La présidente : Ursula ZEHETBAUER GHAVAMI |
| La greffière : Elise CAIRUS |
Voie de recours :
Le recours en matière civile au sens de l’art. 72 al. 2 let. a de la loi sur le Tribunal fédéral du 17 juin 2005 (LTF; RS 173.110) est ouvert contre les décisions prises par la Chambre de surveillance des Offices des poursuites et des faillites, unique autorité cantonale de surveillance en matière de poursuite pour dettes et faillite (art. 126 LOJ). Il doit être déposé devant le Tribunal fédéral, 1000 Lausanne 14, dans les dix jours qui suivent la notification de l'expédition complète de la présente décision (art. 100 al. 1 et 2 let. a LTF) ou dans les cinq jours en matière de poursuite pour effets de change (art. 100 al. 3 let. a LTF).
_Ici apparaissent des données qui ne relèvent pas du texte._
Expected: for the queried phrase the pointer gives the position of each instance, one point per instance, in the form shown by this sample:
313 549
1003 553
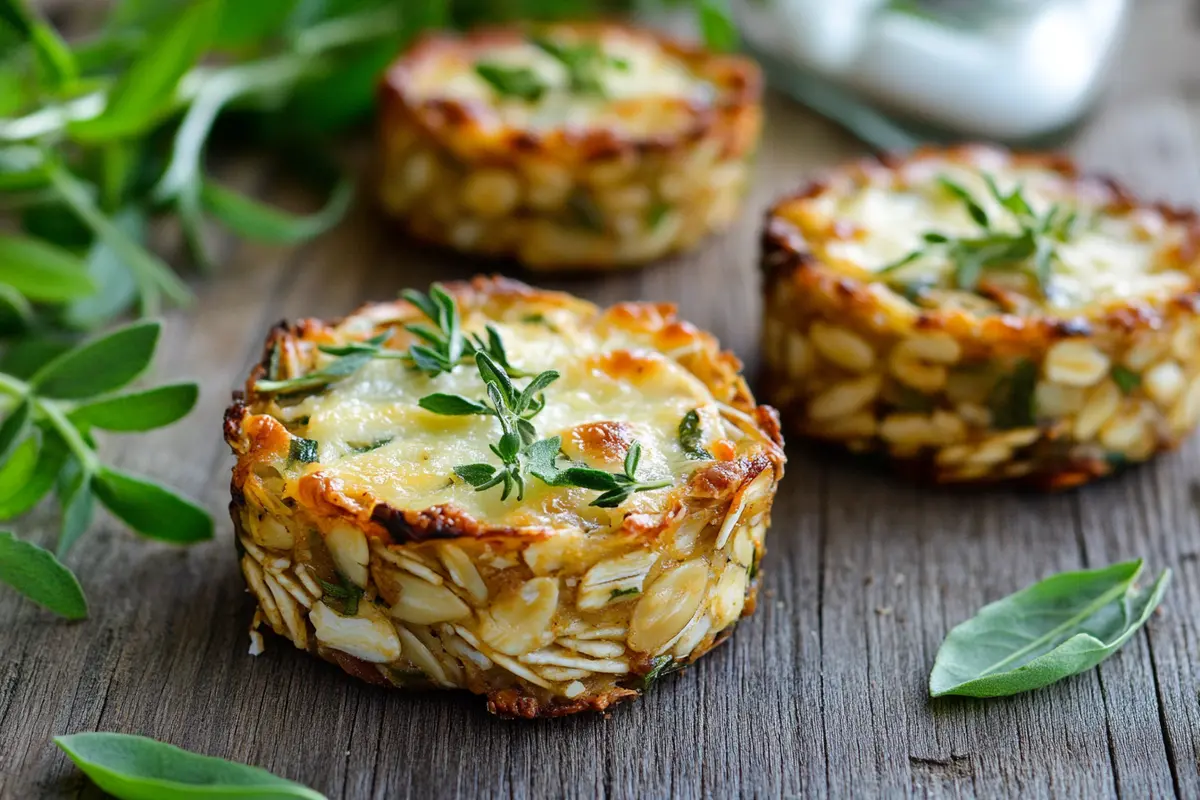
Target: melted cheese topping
1107 257
373 435
636 74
L’art. 119 al. 1 LTF prévoit que si une partie forme un recours ordinaire et un recours constitutionnel, elle doit déposer les deux recours dans un seul mémoire. Le recours doit être rédigé dans une langue officielle, indiquer les conclusions, en quoi l'acte attaqué viole le droit et les moyens de preuve, et être signé (art. 42 LTF).
Le recours doit être adressé au Tribunal fédéral, 1000 Lausanne 14.